As a postscript, the author describes “the routinization of mass murder” referring to explanations from political psychology. For Boggs, the U. S. armed forces have occupied a special place when it comes to war crimes. Two of many reasons are noteworthy: the constant pressures to maintain imperial hegemony and a long history of evading legal accountability, writes Boggs. Winding up this extraordinary book, the author concludes: “A major problem with U. S. war crimes in general is that virtually everyone has managed to escape criminal liability, except in a few cases like My Lai and Abu Ghraib where lower personnel was tried, convicted, and generally given light sentences.” Last but not least, all the war crimes the U. S. has committed against other peoples were not planned and carried out by sadistic thugs or xenophobic right-wingers but by ordinary folks who come from solid family backgrounds, are well mannered, display elevated cultural taste, and may even be informed by good intentions, writes Boggs. And the planners of these horrendous crimes are mostly so-called whiz kids liberal, cultured, urbane, visionary government officials and many celebrated academics from the Ivy League Schools.

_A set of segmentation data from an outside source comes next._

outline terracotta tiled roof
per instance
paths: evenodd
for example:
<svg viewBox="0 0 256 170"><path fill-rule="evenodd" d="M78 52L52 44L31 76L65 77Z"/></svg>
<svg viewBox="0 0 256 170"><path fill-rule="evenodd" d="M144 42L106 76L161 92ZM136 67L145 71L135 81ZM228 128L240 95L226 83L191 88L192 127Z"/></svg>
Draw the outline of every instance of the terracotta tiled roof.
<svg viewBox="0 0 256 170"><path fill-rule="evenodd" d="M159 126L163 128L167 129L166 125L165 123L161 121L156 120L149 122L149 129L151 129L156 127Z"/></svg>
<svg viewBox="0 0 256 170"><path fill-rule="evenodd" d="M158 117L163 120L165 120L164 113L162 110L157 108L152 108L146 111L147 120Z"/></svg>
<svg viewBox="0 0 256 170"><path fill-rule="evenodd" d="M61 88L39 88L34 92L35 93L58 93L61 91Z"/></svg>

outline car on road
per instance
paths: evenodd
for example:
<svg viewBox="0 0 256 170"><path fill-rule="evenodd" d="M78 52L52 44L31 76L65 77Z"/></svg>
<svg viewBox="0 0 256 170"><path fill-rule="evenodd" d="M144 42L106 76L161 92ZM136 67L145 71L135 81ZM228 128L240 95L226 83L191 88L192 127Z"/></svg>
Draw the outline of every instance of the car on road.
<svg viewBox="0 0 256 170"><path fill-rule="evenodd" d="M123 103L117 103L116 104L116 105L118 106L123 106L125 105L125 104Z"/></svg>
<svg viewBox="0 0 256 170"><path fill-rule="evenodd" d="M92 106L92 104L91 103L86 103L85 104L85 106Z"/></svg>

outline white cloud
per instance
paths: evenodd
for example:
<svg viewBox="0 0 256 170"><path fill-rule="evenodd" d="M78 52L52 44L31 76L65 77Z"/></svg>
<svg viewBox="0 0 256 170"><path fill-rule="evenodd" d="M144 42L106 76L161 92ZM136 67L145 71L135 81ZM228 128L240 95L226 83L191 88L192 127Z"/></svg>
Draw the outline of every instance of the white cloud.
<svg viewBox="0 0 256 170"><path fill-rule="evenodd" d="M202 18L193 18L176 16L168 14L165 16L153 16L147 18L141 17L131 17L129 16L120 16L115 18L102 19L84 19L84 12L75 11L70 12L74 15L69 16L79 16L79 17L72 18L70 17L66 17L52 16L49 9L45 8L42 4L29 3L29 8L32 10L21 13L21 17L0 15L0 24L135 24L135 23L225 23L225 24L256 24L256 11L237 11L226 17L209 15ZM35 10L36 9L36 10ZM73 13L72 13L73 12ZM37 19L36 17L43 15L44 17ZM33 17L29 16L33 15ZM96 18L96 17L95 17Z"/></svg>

The following distinction could be important which Boggs did not contemplate on: The specific nature of U. S. “criminal conduct” is not so much the number of direct victims – which are much smaller than the victims of Hitler´s and Stalin´s brutal tyranny - but the fact that U. S. “criminal conduct” are being overly supported or at least tolerated by all governments which claim to represent democracy and human rights. Another specific feature of U. S. “criminal conduct” is that the U. S. crimes have been mostly been committed in broad daylight, whereas both the Nazi and Soviet regimes attempted to hide their crimes. The “crimes” by “democratic governments” require much greater reliance on the manipulative practice of mass media than were the crimes by the Nazi and Soviet regimes, because “crimes” by “democratic governments” must be legitimized by public acceptance.
Having read the book I was flabbergasted by the fact that the country in which I studied International relations has such a long history of war crimes. If “The Shining City upon a Hill” and “the light of the world” does not end its hegemonic policy and become primus inter pares in the international system, it will be doomed to the fate of the Roman Empire.